Prime Minister Stephen Harper seems so intent on an election that there’s nothing he won’t turn into a confidence vote. The budget, the mission in Afghanistan and now an omnibus crime bill — one that the House of Commons has already passed.
The Tackling Violent Crime Act was passed by the House of Commons on a confidence vote in November. It is now before the Senate. But the government is accusing the Senate of delaying the bill’s review for partisan reasons.
Tackling violent crime, according to this law, means increasing mandatory sentences for serious firearms crimes, making it easier for police to detect people driving under the influence and raising the age of consent for sexual activity to 16 years from 14. Harper’s gang is expected to introduce an unusual confidence motion any day now demanding the Senate pass the bill by Sat, Mar 1.

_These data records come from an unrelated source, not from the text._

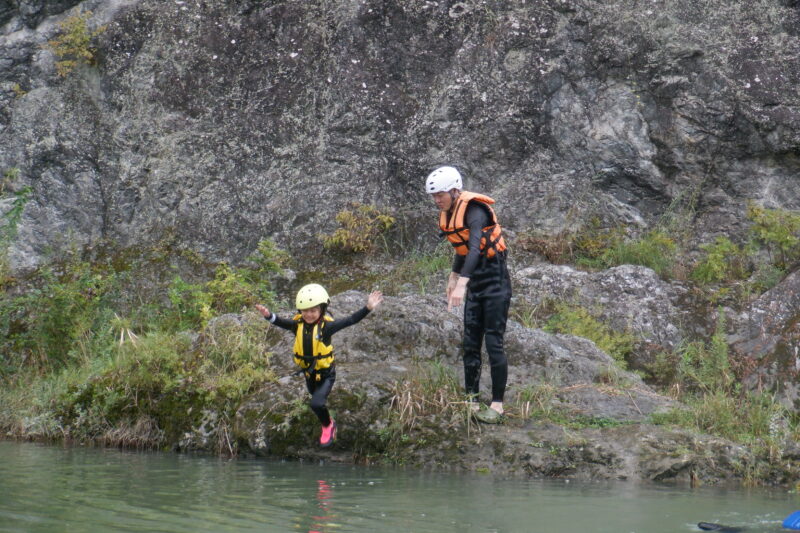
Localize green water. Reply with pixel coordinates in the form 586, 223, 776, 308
0, 441, 800, 533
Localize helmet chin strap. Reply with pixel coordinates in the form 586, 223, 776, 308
450, 189, 461, 211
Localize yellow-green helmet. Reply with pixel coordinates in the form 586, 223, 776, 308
295, 283, 331, 311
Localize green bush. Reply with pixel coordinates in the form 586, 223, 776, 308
747, 203, 800, 268
690, 237, 748, 284
677, 311, 736, 394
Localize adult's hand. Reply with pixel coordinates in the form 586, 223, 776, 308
444, 272, 458, 302
447, 277, 469, 311
367, 291, 383, 311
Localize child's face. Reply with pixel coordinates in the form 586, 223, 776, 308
300, 305, 322, 324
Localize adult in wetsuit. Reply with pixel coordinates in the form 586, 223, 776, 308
425, 167, 511, 422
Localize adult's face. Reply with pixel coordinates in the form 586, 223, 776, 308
431, 191, 453, 211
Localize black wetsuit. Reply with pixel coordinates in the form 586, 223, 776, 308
453, 202, 511, 402
267, 306, 369, 426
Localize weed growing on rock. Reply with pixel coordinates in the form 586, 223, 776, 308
690, 237, 748, 284
384, 242, 453, 294
747, 202, 800, 269
381, 361, 473, 457
652, 312, 796, 445
544, 303, 635, 369
322, 202, 395, 253
45, 11, 106, 78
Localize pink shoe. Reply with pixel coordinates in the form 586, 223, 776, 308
319, 418, 336, 448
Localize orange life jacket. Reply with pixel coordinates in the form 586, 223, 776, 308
439, 191, 506, 259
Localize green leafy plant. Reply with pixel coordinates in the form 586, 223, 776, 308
690, 237, 748, 284
45, 11, 106, 77
323, 203, 395, 253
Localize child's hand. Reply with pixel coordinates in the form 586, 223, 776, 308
367, 291, 383, 311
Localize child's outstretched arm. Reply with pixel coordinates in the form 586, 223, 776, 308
367, 291, 383, 311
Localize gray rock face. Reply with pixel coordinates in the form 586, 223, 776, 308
729, 271, 800, 409
264, 291, 673, 421
0, 0, 800, 268
0, 0, 800, 480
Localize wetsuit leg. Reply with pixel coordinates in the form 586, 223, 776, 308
306, 369, 336, 426
462, 291, 484, 396
481, 294, 511, 402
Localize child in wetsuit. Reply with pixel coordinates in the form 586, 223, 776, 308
256, 283, 383, 448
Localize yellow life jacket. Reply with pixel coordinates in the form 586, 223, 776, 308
293, 314, 333, 381
439, 191, 506, 259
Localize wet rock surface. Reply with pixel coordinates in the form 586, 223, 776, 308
0, 0, 800, 479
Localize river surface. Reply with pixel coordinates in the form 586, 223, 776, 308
0, 441, 800, 533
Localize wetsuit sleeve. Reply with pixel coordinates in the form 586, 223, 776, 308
267, 313, 297, 331
453, 203, 489, 278
322, 305, 369, 343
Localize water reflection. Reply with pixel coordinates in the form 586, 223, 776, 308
0, 441, 800, 533
308, 479, 332, 533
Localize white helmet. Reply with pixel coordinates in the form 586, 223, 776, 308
425, 167, 463, 194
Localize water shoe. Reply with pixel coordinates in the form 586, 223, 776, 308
319, 418, 336, 448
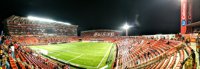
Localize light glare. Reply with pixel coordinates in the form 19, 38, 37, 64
122, 23, 132, 30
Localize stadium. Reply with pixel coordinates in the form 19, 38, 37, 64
0, 0, 200, 69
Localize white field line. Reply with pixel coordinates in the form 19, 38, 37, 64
68, 54, 83, 62
97, 43, 112, 68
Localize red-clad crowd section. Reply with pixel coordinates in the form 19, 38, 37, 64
1, 36, 194, 69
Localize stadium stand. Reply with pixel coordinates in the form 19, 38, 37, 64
1, 36, 197, 69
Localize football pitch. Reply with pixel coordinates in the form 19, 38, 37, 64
30, 42, 115, 69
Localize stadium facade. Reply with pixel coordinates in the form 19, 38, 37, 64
180, 0, 200, 34
4, 15, 78, 36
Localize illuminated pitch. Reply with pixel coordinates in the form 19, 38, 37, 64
30, 42, 116, 69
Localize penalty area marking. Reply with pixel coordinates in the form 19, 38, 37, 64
68, 54, 83, 62
97, 44, 113, 68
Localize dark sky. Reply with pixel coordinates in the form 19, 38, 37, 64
0, 0, 200, 35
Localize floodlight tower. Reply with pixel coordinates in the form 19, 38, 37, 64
180, 0, 192, 34
122, 22, 132, 36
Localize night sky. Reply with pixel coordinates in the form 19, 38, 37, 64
0, 0, 200, 35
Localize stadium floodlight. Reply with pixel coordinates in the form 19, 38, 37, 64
57, 21, 71, 25
28, 16, 56, 22
122, 22, 132, 36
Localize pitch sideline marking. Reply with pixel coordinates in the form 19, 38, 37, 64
97, 44, 113, 68
68, 54, 83, 62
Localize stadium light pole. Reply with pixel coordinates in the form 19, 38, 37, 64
122, 22, 132, 36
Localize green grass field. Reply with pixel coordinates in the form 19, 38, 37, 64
30, 42, 114, 69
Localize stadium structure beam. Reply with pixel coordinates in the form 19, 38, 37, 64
27, 16, 71, 25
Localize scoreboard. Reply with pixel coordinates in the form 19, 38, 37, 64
81, 30, 121, 37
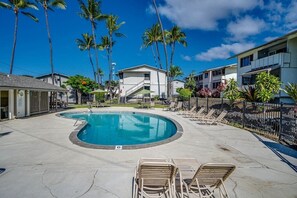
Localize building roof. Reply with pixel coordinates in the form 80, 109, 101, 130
118, 64, 166, 73
36, 73, 69, 79
228, 30, 297, 59
0, 73, 67, 92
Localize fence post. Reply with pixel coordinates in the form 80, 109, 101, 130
278, 102, 284, 141
242, 100, 246, 128
206, 97, 208, 113
196, 96, 198, 112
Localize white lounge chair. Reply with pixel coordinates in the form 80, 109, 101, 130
133, 159, 178, 198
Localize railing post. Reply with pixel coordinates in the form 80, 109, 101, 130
196, 96, 198, 112
278, 102, 284, 141
242, 100, 246, 128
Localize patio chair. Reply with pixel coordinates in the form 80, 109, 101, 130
133, 159, 178, 198
191, 109, 215, 121
171, 102, 183, 111
175, 163, 236, 198
177, 105, 196, 115
184, 107, 205, 118
198, 110, 228, 125
163, 102, 175, 111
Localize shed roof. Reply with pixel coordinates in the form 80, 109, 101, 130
0, 73, 67, 92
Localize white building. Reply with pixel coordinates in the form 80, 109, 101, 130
36, 73, 76, 103
231, 31, 297, 102
171, 80, 185, 96
0, 73, 66, 121
118, 65, 167, 102
195, 64, 237, 90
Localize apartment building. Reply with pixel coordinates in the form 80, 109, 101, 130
231, 31, 297, 102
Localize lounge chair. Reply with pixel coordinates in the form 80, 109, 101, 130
133, 159, 178, 198
177, 105, 196, 115
173, 160, 236, 198
163, 102, 175, 111
191, 109, 215, 121
184, 107, 205, 118
198, 110, 228, 125
171, 102, 183, 111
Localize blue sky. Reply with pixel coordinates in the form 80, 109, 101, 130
0, 0, 297, 80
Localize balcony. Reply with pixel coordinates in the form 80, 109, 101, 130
251, 53, 291, 70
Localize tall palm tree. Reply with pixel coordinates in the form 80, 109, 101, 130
76, 33, 97, 82
36, 0, 66, 84
143, 24, 162, 69
166, 25, 188, 69
152, 0, 170, 97
78, 0, 106, 84
106, 15, 125, 96
0, 0, 38, 74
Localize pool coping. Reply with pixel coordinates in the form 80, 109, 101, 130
56, 111, 183, 150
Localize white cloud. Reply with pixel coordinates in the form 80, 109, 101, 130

The bill has been criticized 17 ways to Sunday by youth, AIDS/HIV and queer activists. But, alas, to no avail. After all, “Who could be in favour of having sex with children?!” goes the outrage of the bill’s supporters.
Existing law already protects “children” (legally meaning folks under the age of 18) from exploitative sex. This bill would now protect folks under the age of 16 from all sex — with a few interesting exceptions.
There is a close-in-age exception, which allows teens to have sex with someone within a five-year age difference. A 17-year-old having sex with a 15-year-old would be okay, for example.
Unless they were having anal sex. The bill does nothing about the fact that the age of consent for anal sex is still 18 in the Criminal Code. Courts in Ontario and Quebec have declared the law to be unconstitutional but it’s still on the books.
So a 17-year-old having anal sex with his 17-year-old boyfriend wouldn’t be okay. Unless they were married. Except that the law still says that the exception is if the folks having the sex are “husband and wife.” It seems the Criminal Code hasn’t quite caught up to that whole “husband and husband” thing.
The bill also contains exceptions for married couples, in which case the close-in-age exception does not apply and the relationship is legal regardless of the age of the older partner.
Now, most Canadian provinces ban marriage under the age of 16. But a few allow a pregnancy exception. So a 50-year-old man can’t have sex with a 14-year-old woman. But if he does, gets her pregnant and lives in a province that lets him marry her then he can have lots of sex with her. The exception also applies to folks who live together in a common-law relationship if they have or are expecting a child (which generally means they’ve had sex).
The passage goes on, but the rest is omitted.